Hatchett lived at Mount Clare, Roehampton from 1807 to 1819.
It has been described as "a little estate built in a fine Italian style" with nearby "a very well-equipped laboratory". The house was designed by Sir Robert Taylor for George Clive, with modifications by the Italian architect Placido Columbani in 1780. The gardens were laid out by Capability Brown in 1774.

In 1818 Hatchett either bought back or chose to no longer lease out the house that had been built by his father in 1771, Belle Vue, 92 Cheyne Walk, in Chelsea, London. A grade II listed building, it has a large central portion with bay windows back and front, and two wings. It overlooks gardens and the River Thames. He lived there for the rest of his life. Elizabeth, his wife, predeceased him in 1837.

Hatchett himself died at Belle Vue House in 1847, and is buried at St Laurence's Church, Upton-cum-Chalvey, Slough,
the same church where his friend William Herschel is interred.

==Recognition==
Hatchett was awarded the Copley Medal by the Royal Society in 1798. In 1828, he was recognized by the Royal Institution. Hatchett, Humphry Davy, William Thomas Brande, William Hyde Wollaston, Michael Faraday and John Frederic Daniell received a gold medal for their discoveries in chemistry. The award was given by John Fuller, founder of the Institution's Fullerian Chair of Chemistry.

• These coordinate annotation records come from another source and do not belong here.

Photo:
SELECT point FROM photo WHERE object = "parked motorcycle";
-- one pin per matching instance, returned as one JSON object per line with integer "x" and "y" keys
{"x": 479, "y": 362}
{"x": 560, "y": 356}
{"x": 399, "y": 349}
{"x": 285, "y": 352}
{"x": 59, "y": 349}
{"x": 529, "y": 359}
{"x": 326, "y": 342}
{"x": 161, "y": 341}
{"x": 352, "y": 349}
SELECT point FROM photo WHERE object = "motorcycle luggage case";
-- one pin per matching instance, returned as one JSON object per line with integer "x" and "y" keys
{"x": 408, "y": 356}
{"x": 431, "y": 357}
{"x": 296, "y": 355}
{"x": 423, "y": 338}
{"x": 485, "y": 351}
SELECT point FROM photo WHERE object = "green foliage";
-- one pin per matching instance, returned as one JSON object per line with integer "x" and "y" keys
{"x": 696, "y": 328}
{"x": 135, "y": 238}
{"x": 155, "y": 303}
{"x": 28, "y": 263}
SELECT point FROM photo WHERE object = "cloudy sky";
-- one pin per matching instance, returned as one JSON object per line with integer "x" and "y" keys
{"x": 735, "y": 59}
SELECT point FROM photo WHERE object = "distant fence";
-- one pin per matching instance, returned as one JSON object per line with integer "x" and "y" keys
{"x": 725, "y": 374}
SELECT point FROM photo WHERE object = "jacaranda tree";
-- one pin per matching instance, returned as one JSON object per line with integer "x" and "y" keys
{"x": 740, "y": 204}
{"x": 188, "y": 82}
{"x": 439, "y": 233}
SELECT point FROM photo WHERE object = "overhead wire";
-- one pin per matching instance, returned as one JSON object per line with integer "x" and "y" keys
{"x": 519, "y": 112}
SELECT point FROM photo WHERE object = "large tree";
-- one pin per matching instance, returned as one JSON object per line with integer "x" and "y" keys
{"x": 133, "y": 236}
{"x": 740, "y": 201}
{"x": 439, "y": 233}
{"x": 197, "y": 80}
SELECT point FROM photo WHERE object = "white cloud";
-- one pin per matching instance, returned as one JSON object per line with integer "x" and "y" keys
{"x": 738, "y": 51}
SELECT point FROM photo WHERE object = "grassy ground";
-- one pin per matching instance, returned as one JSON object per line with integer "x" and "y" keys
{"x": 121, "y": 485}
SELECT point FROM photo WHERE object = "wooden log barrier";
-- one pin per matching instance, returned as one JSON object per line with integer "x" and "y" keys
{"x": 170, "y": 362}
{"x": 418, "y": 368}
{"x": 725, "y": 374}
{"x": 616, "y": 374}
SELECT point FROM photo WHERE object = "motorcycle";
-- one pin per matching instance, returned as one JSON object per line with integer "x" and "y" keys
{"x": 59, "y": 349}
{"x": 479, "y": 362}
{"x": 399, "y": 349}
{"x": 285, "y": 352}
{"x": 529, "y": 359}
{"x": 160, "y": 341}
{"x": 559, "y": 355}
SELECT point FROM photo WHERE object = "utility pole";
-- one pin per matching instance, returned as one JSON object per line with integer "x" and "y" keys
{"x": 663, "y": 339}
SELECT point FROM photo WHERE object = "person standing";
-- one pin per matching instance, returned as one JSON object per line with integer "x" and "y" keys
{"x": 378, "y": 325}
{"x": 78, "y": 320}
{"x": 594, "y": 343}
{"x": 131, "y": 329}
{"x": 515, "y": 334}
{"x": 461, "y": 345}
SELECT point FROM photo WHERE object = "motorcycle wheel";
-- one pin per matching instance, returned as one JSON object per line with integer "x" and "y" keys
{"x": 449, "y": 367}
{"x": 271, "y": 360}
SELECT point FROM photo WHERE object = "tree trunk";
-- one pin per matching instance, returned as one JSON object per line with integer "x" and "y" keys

In 1979, the Companhia Brasileira de Metalurgia e Mineração established the Charles Hatchett Award.
It is presented by the Institute of Materials, Minerals and Mining ("IOM3") (London), yearly, to a noted metallurgist. The award is given for "the best research on the science and technology of niobium and its alloys". The medal is cast in pure niobium.